As for the most controversial issue now, "whether health education should be included in the high school entrance examination", both sides of the argument are valid. Supporters are mostly people from the education management department. They feel that only by adding rigid constraints can health classes be prevented from being forever occupied by mathematics and English. In 2022, Yunnan will include the physical health test points in the high school entrance examination, accounting for 20 to 40 points. This has indeed made many schools that did not even offer physical education classes begin to seriously test children's vision and arrange exercises. But the voices of opposition are also very real: front-line head teachers said that many schools, in order to collect scores, conduct surprise training before exams, asking children to run 5 kilometers every day to practice endurance, which in turn makes children who originally like to play sports become resistant to sports. ; Some students complained, "I originally had to memorize a lot of knowledge points, but now I have to memorize test points like 'drink 1500 ml of water every day', which makes me so bored that I don't want to drink water."

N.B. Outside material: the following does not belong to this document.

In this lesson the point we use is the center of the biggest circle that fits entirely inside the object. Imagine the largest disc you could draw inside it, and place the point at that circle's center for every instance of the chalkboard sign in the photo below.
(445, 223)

In fact, to put it bluntly, youth health education has never been about planting crops, sowing seeds, watering and waiting for harvest at the right time. Instead, it is like installing a safety APP on a child’s mobile phone: you can’t force it on him and force him to open it. You have to make him really feel that this thing is useful - it can help him block out the messy health rumors, help him avoid staying up late, and make him not feel ashamed because of the normal changes of his body. Only then will he take the initiative to open it. A few days ago, I met a junior high school boy who I had researched before. He said that after listening to the sleep knowledge we talked about last time, he now puts his mobile phone in the living room after finishing his homework every day. He slept 40 minutes more than before, and his recent mock test score has improved by two places. You see, there is actually no need for so many fancy assessments. If you can really help the children, the lesson will not be in vain.